To Zhu Zhu or not to Zhu Zhu, that is the question

A great alternative to a real pet, or a fad that will soon fade into the horizon? Each year there is one toy that emerges as a top seller; one year that was the Tickle Me Elmo, then Furby, then Elmo made a comeback with his Chicken Dance Elmo and TMX the Tickle Me Elmo Extreme! This year the Zhu Zhu Hamster is being billed as the next emerging top seller. In an article on Yahoo! News, Sean Gregory quotes the CEO of Toys R Us, Geral Storch, as saying "This is the hottest toy of the year. There's absolutely no doubt about it." But why this phenomenon? And what exactly is a Zhu Zhu Hamster?

Zhu Zhu Hamsters are battery operated hamsters that move about by small wheels on their undersides.   They retail for about $8 per hamster, and they even have cages, play tubes, balls and hamster wheels that you can purchase for the hamster to play on.  They “run around” and “talk” and even realize when they can’t go forward any longer; meaning when they hit a wall or solid object they squeak, back up and then go a different direction to keep on playing.  They are lovable “pets” that children can interact and play with and not have to worry about them dying due to lack of food or water. 

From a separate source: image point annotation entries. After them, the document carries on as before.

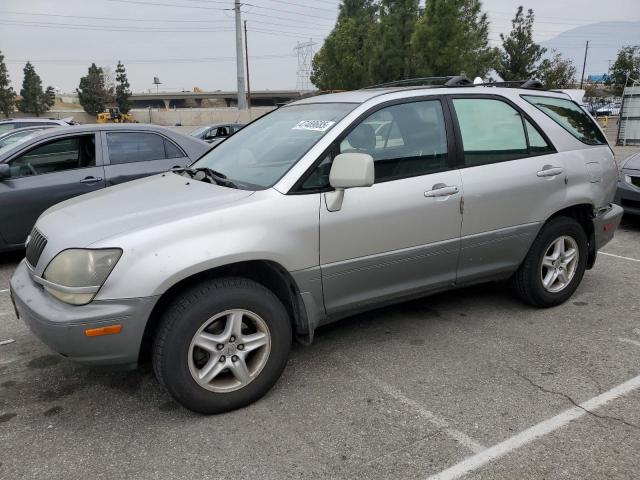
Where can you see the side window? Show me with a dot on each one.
(492, 131)
(56, 156)
(537, 144)
(171, 150)
(127, 147)
(570, 117)
(405, 140)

Some think that these “animals” will make an excellent first pet.  They are small, they don’t require food or water, you don’t have to clean up after them, they never die (although you may have to change their batteries) and they are priced so comparably that they are actually less expensive than purchasing a real hamster.  Real hamsters retail for about $12 at pet stores, and they do require food, which is a nominal cost, and water.  Live hamsters also do make a mess, they chew things, they even bite, and they go to the bathroom, which means the cage has to be cleaned or it will smell.  However, real hamsters have a life expectancy of only 3 years, meaning that your child will probably have to deal with death sooner, rather than later.  That is unless you are the type of parent to rush out and purchase another hamster that looks exactly the same while your child is at school, thus not exposing your child to the death. 

When I think about the Zhu Zhu Hamster, though, I actually see a down side.  Yes, your child is having fun playing with this hamster, but if you are getting it for them as a pet alternative, what are you teaching your child?  Many parents like to start with a small pet, such as a live hamster, to help teach their child about responsibility and the challenge that comes with being a pet owner.  If parents opt for this mechanical version, the child looses that very important lesson, and instead is taught that pets don’t require attention and care, and that they can be stuffed in a toy box when they are done with it.  If you get your child this gift, don’t bill it as a pet alternative, remind your child that it is a toy – and a fun one at that.  If you do this, you and your child can enjoy the Zhu Zhu hamster and all the joy that it has to offer you, should you be able to find one that is. 

Also, be aware that since the Zhu Zhu is able to move due to small wheels on their bellies, that these toys are not made for cuddling, they are not soft and squishy, and should be kept away from hair.  Should hair get near the turning wheel, it could get pulled into the wheel, and hurt your child or ruin the toy.  Zhu Zhu hamsters are not made to take to bed with your child, and if your child wants to sleep with their hamster I would try to discourage it, or at the very least remove the battery prior to your child taking it to sleep with.